Direct Part Marking (DPM) Explained

Posted April 4, 2016

DPM-Example-2While most barcodes you come across are printed on a label or paper-packaging of a product, in the manufacturing world and work-in-process applications many parts or components need to be marked with a barcode directly. Direct Part Marking is a process that  allows  users to mark a barcode directly on an item instead of printing the barcode on a label.

There are 3 main technologies available for DPM:  laser or chemical etching, dot peening  and ink jet printing. Each of these has specific  advantages  and disadvantages  in terms  of durability, cost and ease of reading.   The main advantages  of codes with  DPM technology are that  the code is permanently marked  on a surface and will  survive  for a long  time  (ideally  forever), regardless  of the  stress the part is passing  through during its’ life cycle. The main  reasons to choose codes with  DPM technology are:

  • Items that need to pass through harsh testing processes  (chemicals  agents, thermal cycles, oil, moisture, etc.)
  • Items that need to  be tracked  during  their  entire life cycle
  • Very small items (difficult to label)

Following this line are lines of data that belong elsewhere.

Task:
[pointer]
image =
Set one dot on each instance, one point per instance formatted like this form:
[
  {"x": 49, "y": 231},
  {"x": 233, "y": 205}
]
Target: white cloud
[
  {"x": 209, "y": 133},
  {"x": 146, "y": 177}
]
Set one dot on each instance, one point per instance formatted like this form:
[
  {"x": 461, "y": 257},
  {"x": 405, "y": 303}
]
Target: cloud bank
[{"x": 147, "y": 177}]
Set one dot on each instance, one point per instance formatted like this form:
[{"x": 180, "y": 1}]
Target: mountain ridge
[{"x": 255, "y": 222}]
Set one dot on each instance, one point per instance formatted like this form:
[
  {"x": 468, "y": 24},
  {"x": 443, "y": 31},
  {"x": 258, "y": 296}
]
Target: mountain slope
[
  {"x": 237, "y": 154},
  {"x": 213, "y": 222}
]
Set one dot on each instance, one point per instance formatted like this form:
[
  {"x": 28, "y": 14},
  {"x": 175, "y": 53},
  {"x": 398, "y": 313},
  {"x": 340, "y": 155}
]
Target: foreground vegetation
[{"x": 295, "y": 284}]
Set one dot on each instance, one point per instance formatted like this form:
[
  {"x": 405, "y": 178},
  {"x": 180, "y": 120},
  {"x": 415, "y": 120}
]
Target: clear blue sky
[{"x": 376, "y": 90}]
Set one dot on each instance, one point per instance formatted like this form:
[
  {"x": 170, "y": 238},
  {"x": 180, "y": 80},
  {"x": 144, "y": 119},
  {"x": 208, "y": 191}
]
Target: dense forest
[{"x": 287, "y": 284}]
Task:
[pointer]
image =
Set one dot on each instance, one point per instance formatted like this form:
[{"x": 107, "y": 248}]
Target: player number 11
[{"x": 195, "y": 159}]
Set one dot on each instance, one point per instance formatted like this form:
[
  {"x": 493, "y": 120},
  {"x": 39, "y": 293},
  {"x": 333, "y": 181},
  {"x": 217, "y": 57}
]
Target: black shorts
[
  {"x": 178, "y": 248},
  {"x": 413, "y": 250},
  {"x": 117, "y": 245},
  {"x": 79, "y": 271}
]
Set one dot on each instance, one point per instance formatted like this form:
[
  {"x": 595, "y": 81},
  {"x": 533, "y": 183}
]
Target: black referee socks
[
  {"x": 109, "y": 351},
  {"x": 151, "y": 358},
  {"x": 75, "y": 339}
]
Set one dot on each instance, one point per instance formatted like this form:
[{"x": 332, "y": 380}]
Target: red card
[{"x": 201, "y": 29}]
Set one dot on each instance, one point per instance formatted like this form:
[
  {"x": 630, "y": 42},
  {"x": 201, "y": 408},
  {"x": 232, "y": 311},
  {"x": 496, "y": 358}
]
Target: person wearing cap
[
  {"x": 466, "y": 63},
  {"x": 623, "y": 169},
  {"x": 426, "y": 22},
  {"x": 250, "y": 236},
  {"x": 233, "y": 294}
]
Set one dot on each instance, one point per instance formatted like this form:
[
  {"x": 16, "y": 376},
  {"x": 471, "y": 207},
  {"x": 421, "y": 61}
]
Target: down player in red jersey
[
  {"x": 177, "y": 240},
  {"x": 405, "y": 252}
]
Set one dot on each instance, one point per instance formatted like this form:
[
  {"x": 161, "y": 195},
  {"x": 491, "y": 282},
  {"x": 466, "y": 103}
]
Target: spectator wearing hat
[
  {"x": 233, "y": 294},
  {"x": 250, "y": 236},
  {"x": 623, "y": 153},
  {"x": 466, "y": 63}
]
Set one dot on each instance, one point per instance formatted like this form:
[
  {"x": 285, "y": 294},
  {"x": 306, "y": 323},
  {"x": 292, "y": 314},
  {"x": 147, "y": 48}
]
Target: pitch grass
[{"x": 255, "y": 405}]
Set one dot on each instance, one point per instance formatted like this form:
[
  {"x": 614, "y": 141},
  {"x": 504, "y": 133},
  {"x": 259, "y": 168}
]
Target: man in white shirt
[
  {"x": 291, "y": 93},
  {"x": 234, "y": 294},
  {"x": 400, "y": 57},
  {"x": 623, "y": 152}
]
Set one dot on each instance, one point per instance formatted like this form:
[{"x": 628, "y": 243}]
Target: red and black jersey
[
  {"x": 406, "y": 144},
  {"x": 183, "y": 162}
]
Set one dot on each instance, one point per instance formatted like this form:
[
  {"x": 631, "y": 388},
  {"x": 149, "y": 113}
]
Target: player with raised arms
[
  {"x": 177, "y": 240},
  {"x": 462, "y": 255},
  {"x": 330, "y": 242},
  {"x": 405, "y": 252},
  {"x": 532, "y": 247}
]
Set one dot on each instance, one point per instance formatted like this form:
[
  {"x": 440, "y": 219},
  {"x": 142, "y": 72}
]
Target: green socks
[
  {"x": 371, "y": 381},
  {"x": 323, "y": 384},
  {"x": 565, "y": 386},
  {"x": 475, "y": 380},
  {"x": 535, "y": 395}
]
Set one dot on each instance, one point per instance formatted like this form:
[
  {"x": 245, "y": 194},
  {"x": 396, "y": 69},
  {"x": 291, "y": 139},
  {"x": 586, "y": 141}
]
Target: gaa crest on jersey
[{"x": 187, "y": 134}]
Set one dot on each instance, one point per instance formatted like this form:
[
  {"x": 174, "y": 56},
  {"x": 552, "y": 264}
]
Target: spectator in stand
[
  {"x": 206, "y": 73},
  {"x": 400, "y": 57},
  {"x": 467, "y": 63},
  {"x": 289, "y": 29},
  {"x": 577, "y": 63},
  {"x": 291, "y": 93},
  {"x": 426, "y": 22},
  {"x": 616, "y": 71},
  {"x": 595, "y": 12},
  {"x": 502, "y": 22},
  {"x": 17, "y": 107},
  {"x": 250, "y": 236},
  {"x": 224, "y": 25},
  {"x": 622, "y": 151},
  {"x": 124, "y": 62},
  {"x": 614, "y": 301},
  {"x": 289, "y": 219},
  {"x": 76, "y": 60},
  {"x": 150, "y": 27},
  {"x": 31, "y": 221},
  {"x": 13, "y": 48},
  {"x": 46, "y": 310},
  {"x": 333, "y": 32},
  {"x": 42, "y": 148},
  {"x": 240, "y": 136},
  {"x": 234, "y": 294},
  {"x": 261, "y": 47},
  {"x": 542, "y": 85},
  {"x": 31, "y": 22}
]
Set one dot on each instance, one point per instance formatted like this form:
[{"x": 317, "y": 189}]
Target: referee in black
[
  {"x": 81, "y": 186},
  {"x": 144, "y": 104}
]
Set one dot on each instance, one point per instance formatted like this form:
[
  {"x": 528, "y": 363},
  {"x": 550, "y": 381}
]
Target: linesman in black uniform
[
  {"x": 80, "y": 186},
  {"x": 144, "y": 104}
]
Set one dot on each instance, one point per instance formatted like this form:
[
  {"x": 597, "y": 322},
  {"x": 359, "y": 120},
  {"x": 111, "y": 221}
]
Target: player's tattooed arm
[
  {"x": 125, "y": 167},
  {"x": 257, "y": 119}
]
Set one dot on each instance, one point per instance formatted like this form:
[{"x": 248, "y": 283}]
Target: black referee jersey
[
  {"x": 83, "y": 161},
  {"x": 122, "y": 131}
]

DPM technology was first  adopted  mainly  by the automotive and general mechanical industries. Currently, the popularity of codes using  DPM technology has spread into  different sectors  including electronics, chemicals  and healthcare  industries.

Laser Marking

Laser Marking is currently the most  popular choice  used with  DPM technology. It is compatible with  a wide range of materials  and offers  several benefits: high  quality marking, high  throughput and no consumables.Laser Marking works  by creating a change of the material characteristics through the interaction with  a laser beam.

Depending on the laser type and power,  marking is obtained through the following methods:

Process Method Ideal Material
Ablation Removal of a surface layer PCB, Plated Metal
Engraving Removal of a material part in order to create a groove PCB, Glass, Metals
Color Change Melting or burning of the surface Plastic Wood
Annealing Surface oxidation Iron, Stainless Steel


Dot Peening

Dot peening  marking is created  by mechanical percussion, which actually punches  holes in the material, as shown below. The holes created by the mechanical percussion cause a different reflection/diffusion of the incident light on the surface to recreate  the dark and light elements  that  characterize a bar code.  Dot peening  is generally used with  metal parts  and it is very common in the automotive industry.

Ink Jet Printing

Ink jet  printing mark is created by directly spraying ink onto  the surface  of the part,  producing a pattern of spots.

The ink jet  method is generally compatible with  any substrate material, such as plastic, metal, glass, etc.   Since this  method is based on an ink deposit, the ink marking is less persistent than  other  methods and could be inappropriate for harsh production environments.

Scanning DPM Barcodes

DPM scanners are usually  equipped with  specialized illumination systems in order  to improve the readability of codes using  DPM technology. The object  surface can be reflective, shiny, polished, or be a contrasting rough surface. Depending on the marking technology used, the code can be more  or less visible  with  more  or less contrast when compared to the background.

DPM specific scanners are available in both handheld and fixed mount models to fit manual or automated applications.